From the very first paragraph I was struck by the grounding of this story, the inherent reality of Chen and his world. What inspired this story?
It came from a visit to Hong Kong, of which Singapore Three is a thinly disguised version. I stayed on a houseboat with a friend of mine, who was writing a book on murders in the colony and going out with a vice squad cop . . . the rest is history.
This story is rooted in familiar details and moments — expensive sunglasses, the taste of lightning and rain, waiting for a ferry, instances of alienation and loss. The overlay of a supernatural, near-future setting flows seamlessly from such details and further serves to define the story. When laying the foundation for a new world, even one extrapolated from our own, what do you consider to be the most important aspects?
I would say worldbuilding — making lots of notes, but I don’t generally do this myself.
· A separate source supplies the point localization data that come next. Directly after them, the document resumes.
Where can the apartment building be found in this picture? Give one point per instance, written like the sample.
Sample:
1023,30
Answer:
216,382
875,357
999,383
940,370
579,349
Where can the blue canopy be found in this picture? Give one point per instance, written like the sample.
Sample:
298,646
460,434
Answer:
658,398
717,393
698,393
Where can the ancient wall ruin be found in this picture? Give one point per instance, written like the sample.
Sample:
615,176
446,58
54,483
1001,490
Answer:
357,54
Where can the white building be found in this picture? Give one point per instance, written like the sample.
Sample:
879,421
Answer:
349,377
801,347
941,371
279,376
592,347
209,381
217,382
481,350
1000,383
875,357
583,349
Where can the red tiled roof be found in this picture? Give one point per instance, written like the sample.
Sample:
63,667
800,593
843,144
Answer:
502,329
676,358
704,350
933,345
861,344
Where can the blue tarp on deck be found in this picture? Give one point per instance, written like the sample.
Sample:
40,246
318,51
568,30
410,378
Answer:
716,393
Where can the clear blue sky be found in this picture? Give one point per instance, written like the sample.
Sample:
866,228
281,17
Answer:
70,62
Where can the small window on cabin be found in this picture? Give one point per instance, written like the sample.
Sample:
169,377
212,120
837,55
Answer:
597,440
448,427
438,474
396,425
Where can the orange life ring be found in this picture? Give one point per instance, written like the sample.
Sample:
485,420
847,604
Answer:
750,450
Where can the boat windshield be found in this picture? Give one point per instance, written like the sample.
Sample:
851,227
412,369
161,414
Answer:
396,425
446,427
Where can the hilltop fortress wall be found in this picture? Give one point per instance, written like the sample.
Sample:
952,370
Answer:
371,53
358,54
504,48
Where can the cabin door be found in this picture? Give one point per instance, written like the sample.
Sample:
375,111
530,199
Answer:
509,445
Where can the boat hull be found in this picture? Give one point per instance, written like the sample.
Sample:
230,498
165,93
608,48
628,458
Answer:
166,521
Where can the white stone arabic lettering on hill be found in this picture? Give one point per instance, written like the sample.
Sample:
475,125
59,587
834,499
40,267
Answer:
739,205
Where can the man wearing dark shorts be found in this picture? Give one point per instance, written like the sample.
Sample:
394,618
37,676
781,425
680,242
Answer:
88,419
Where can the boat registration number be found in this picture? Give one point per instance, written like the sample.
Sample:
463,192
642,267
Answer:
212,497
I’ve got good recall and most of it is simply imagination.
The story blends aspects of Chinese culture and beliefs with noir elements. Do you have a favorite genre when writing or reading?
I tend to prefer detective stories for light reading: I don’t read a lot of SFF when I’m writing it, in case I get over-influenced.
Detective Inspector Chen has a long and illustrious presence in the world of print. He is a likeable, troubled, insightful man both good at his job and discouraged by the reactions of others when they recognize his office. What is it about Chen as a character that appeals to you, that keeps you coming back to tell his stories?
You need tensions within a character and within their situation, but I got tired of the dysfunctional loner cop with no home life and an alcohol problem. I wanted to make Chen different, still hopefully with issues, but not necessarily ones that stemmed from his own personality.
You have had an active and successful career. What advice do you have for newer writers hoping to make a name for themselves in the speculative fiction market?
To be honest? Be born a boy. I know so many women writers who are really struggling at the moment — who are excellent writers, but who never get the breaks or the recognition that men do. Once you’re over forty, it’s more or less as though you’re invisible, with a little blip when you die and everyone says ‘oh, wasn’t she wonderful!’ To redress this, I’m supporting women’s work where I can — I hope to do more for my colleagues in the coming years.
Are there any particular projects or works we can expect from you in 2015?
None. I’m back in the corporate world now, working enjoyably, but working long hours, and with very little time for writing. I need to focus on looking after my family, and the writing has been put on the back burner.